Come non leggere alla luce di un provvidenziale disegno
divino il fatto che sulla cattedra di Pietro, ad un Pontefice polacco sia
succeduto un cittadino di quella terra, la Germania, dove il regime nazista poté affermarsi con grande virulenza, attaccando poi le nazioni vicine, tra le quali
in particolare la Polonia? Entrambi questi Papi in gioventù – seppure su
fronti avversi e in situazioni differenti – hanno dovuto conoscere la barbarie
della seconda guerra mondiale e dell’insensata violenza di uomini contro altri
uomini, di popoli contro altri popoli. La lettera di riconciliazione, che negli
ultimi giorni del Concilio Vaticano II, qui a Roma, i Vescovi polacchi
consegnarono ai Vescovi tedeschi, conteneva quelle famose parole che anche oggi
continuano a risuonare nel nostro animo: “Perdoniamo e chiediamo perdono”.

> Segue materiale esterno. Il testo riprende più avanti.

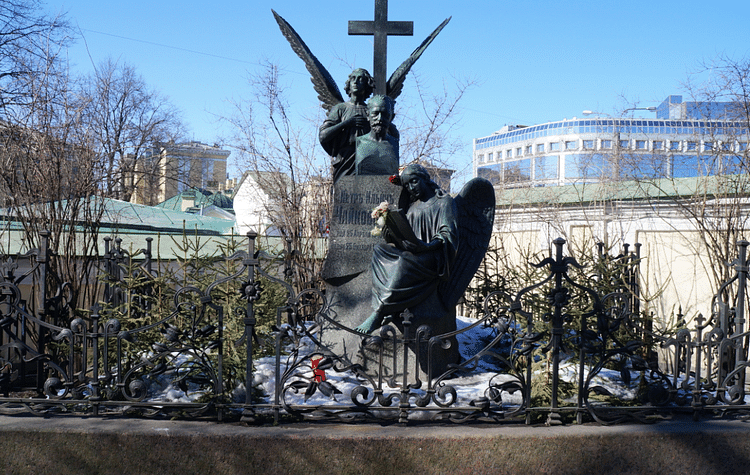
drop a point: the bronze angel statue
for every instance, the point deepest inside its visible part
(426, 267)
(347, 120)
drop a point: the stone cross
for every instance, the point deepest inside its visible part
(381, 28)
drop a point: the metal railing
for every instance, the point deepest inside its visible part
(573, 345)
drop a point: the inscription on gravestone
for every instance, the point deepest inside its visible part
(347, 267)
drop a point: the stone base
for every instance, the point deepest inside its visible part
(347, 272)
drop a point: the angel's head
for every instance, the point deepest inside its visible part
(359, 83)
(380, 113)
(416, 180)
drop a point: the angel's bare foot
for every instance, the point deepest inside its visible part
(373, 322)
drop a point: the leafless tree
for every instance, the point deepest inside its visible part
(287, 164)
(426, 120)
(126, 119)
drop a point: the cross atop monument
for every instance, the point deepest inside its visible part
(381, 28)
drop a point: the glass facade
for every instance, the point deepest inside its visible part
(590, 150)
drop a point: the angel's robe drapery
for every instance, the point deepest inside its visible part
(402, 279)
(342, 146)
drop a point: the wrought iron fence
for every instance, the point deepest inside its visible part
(573, 345)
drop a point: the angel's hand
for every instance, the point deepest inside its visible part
(358, 122)
(414, 248)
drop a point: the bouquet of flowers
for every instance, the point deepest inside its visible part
(399, 229)
(379, 214)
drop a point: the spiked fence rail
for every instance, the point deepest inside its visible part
(554, 344)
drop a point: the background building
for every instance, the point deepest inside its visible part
(172, 168)
(686, 139)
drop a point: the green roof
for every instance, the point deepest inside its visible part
(203, 199)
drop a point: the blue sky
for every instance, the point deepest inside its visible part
(535, 61)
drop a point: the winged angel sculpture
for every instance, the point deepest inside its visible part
(347, 120)
(427, 267)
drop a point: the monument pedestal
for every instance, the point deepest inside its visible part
(348, 275)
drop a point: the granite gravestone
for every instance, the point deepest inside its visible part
(347, 270)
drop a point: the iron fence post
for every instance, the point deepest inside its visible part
(43, 259)
(557, 328)
(740, 307)
(249, 322)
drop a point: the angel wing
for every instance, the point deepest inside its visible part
(328, 92)
(396, 81)
(476, 213)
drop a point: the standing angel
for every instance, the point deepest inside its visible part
(347, 120)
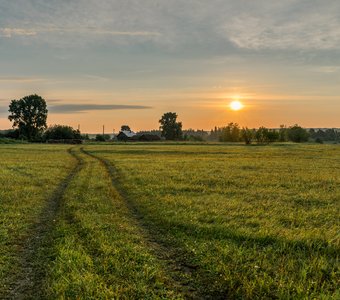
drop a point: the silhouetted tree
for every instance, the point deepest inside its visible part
(171, 129)
(247, 135)
(230, 133)
(297, 134)
(102, 137)
(261, 135)
(125, 128)
(283, 133)
(29, 115)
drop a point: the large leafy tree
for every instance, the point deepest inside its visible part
(29, 115)
(171, 129)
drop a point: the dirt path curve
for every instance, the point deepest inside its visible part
(28, 282)
(180, 273)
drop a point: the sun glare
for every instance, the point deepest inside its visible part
(236, 105)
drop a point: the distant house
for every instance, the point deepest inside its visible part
(126, 135)
(147, 137)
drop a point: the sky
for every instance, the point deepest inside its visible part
(116, 62)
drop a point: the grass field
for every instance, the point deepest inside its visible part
(151, 221)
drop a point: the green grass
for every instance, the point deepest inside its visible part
(254, 221)
(150, 221)
(29, 174)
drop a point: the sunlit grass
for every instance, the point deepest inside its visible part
(29, 174)
(256, 221)
(172, 221)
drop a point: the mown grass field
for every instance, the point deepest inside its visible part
(157, 221)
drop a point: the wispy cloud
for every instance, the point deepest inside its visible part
(308, 31)
(19, 79)
(81, 108)
(10, 32)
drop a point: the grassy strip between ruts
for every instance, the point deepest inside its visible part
(99, 250)
(256, 222)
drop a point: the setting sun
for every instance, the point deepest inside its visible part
(236, 105)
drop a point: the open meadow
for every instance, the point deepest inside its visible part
(169, 221)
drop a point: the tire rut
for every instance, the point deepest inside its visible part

Nell’omelia di domenica scorsa ricordavo ai neo sacerdoti che “nulla può
migliorare nel mondo se il male non è superato, e il male può essere superato
solo con il perdono”. La comune e sincera condanna del nazismo, come del
comunismo ateo, sia per tutti un impegno a costruire sul perdono la
riconciliazione e la pace. “Perdonare – ricordava ancora l’amato Giovanni
Paolo II – non significa dimenticare”, ed aggiungeva che “se la memoria è legge
della storia, il perdono è potenza di Dio, potenza di Cristo che agisce nelle
vicende degli uomini” (Insegnamenti di Giovanni Paolo II, XVII/2 [1994],
p. 250). La pace è anzitutto dono di Dio, che fa germinare nel cuore di chi
l’accoglie sentimenti di amore e di solidarietà.